There was a dull roar, as the crowd exploded with frenetic energy loud enough to even slip through the dome, and I heard the announcer’s voice from the outside, the same one who had done the countdown, excitedly speculating about who on the green team could have struck almost the entire arena at once, and what sort of massive gravity or wind technique this had to be.
Well, if I was here to make a splash on the global stage and cement myself in the eyes of the Occultists and Magi, I might as well lean into it. While my teammates scattered and prepared their spells, I hooked an arm through Corra’s metal one, gave a wave upward, toward the audience, then used Antburden and Foxstep to teleport while leaving illusions in our wake, to another part of the arena before dropping Kludde’s weight.
Chapter Seventy
As soon as we landed, I released her arm, and Corra stepped to the side, thrusting her palm out. The center of her palm began to glow a dull orange color as she prepared to release one of the magical minerals on any opponent we met next, while the tips of her fingers began to spark gently.
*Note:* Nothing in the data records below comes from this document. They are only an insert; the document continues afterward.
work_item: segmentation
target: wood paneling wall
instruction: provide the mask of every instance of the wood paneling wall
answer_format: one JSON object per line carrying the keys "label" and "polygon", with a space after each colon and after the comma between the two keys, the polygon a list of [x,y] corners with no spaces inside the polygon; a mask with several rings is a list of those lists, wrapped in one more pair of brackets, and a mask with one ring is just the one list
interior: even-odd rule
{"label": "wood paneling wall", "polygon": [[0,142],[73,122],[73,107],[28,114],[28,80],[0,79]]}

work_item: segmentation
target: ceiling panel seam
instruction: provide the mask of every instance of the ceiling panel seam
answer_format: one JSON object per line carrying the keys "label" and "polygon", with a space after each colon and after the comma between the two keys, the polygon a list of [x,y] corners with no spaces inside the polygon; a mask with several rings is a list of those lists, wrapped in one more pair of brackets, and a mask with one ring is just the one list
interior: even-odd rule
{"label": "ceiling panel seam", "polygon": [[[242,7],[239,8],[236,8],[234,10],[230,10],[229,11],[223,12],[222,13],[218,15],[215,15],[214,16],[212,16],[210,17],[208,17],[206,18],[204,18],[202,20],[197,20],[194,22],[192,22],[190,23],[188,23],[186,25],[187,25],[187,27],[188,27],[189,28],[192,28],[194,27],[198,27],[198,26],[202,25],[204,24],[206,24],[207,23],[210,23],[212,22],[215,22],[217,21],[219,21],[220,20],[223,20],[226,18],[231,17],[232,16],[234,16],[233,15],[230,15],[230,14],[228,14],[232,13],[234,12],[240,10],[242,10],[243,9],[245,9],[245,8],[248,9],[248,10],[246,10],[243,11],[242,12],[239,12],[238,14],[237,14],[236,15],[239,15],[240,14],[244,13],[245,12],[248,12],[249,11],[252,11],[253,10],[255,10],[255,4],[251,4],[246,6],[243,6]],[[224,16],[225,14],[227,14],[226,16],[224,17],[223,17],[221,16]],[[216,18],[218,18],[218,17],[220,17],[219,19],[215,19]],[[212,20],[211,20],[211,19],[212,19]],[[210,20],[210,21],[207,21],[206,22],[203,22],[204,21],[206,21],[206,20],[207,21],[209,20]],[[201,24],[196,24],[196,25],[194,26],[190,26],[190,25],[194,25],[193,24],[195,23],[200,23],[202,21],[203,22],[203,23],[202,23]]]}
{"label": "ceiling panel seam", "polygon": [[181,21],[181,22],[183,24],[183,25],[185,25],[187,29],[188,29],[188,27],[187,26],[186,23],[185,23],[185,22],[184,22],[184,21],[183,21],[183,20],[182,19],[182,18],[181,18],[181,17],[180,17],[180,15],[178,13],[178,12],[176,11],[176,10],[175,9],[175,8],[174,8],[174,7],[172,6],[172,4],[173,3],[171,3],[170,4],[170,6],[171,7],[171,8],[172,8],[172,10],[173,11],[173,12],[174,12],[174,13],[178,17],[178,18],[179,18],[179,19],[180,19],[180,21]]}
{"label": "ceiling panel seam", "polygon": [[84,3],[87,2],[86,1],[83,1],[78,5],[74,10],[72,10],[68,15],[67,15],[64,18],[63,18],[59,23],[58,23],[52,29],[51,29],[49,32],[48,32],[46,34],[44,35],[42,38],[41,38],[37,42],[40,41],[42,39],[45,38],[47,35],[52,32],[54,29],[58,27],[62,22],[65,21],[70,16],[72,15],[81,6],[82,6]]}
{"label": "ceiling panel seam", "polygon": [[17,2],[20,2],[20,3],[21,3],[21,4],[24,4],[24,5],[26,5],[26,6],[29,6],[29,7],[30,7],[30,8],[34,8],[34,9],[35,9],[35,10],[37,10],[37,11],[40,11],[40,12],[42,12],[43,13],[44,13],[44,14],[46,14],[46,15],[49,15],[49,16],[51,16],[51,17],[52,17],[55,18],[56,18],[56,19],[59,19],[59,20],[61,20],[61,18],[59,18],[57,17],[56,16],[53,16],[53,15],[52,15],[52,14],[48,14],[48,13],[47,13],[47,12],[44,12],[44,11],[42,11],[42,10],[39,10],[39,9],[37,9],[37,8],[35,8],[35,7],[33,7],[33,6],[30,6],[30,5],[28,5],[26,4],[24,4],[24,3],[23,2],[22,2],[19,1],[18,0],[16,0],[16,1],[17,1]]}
With her flesh hand, she drew her gun, though there was clearly no mineral of any note loaded into the… chamber? Was that the right term? I wasn’t sure.
While she prepared herself, I also shifted, bouncing on the balls of my feet and preparing to conjure some foxfyre to throw, while casting Reposition Anchor to create a series of echoes, making it look like we were heading in different directions at once. We still had a few seconds until everyone else’s timers went off cooldown, so I swept my senses around me. I was only powering Sky Dragon’s Senses currently – flaring everything together should have been too chaotic of a mess to get a good sense for the exact spells, but when just running a few, that was the best to obscure my humanity.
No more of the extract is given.